How to Avoid `gcloud` Race Conditions in your CI/CD

Ran into a fun little snag yesterday.

TL;DR

Using a central kubeconfig file is fine for proof of concept work, but not recommended in production deployment environments; it’s much better to have one kubeconfig file per deployment pipeline
kubeconfig files can be stored in version control
gcloud container clusters get-credentials changes the context in which kubectl runs
If pipeline A changes the context while pipeline B is running, you run the risk of pipeline B failing (bad) or accidentally running against a different context, i.e., the cluster used by pipeline A (bad, very bad, quite terrifying actually).

The scene

So, we have this Jenkins job that builds a Java app. Upon its success, that app is immediately deployed (via two different other jobs) to two different GKE workloads in the same cluster.

These workload deployment jobs have always coexisted. It has NEVER been a problem to have them run in tandem. Until yesterday.

What broke?

It’s so silly, really. We’ve just been getting lucky this whole time. Our Jenkins box is somewhat undersized when it comes to giving the devs what they want when they want it, but it’s hard to justify beefing it up, because we’re not a giant team of devs building 100 jobs an hour, so we’re kind of limited to 2 simultaneous Jenkins executors. It works fine. Everything is fine. It’s fine.

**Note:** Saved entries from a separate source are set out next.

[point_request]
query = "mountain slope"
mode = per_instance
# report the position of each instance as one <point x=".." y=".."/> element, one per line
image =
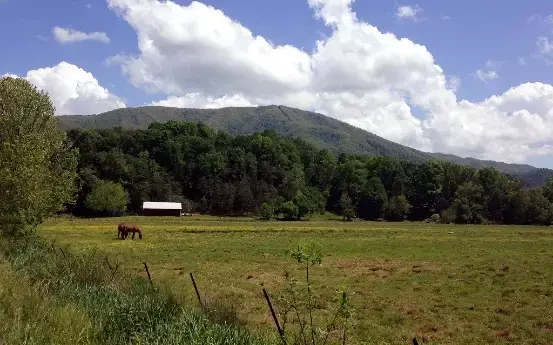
<point x="320" y="130"/>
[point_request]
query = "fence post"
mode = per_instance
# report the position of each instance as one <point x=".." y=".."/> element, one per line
<point x="196" y="289"/>
<point x="149" y="277"/>
<point x="275" y="319"/>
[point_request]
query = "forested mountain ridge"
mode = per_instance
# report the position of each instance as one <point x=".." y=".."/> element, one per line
<point x="319" y="130"/>
<point x="273" y="176"/>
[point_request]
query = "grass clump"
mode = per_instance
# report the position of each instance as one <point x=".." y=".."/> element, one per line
<point x="51" y="296"/>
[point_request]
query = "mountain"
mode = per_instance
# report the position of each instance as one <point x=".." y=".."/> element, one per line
<point x="320" y="130"/>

The scale goes: great, good, okay, not okay, I hate you, fine.

Ask me how I feel about Jenkins

But then you get these obnoxious pipelines that have to remain active Because Reasons™, but they CERTAINLY don’t need to poll repos that haven’t changed in months…every 5 minutes. Because every time one of those six (6!) pipelines polls the repo, it takes up a spot in the Jenkins build queue.

So Girl Genius over here (points to self) decided to reduce the polling frequency of those pipelines.

What I didn’t know was that those annoying little polling jobs were actually providing the necessary buffer between the two GKE deployment jobs, keeping them from editing the same kubeconfig file at the same time.

So yesterday, out of the blue, we started getting deployment failures from Jenkins, barking about how it couldn’t process YAML and how kubectl didn’t have a resource called deployments. (Excuse me? it most certainly does!)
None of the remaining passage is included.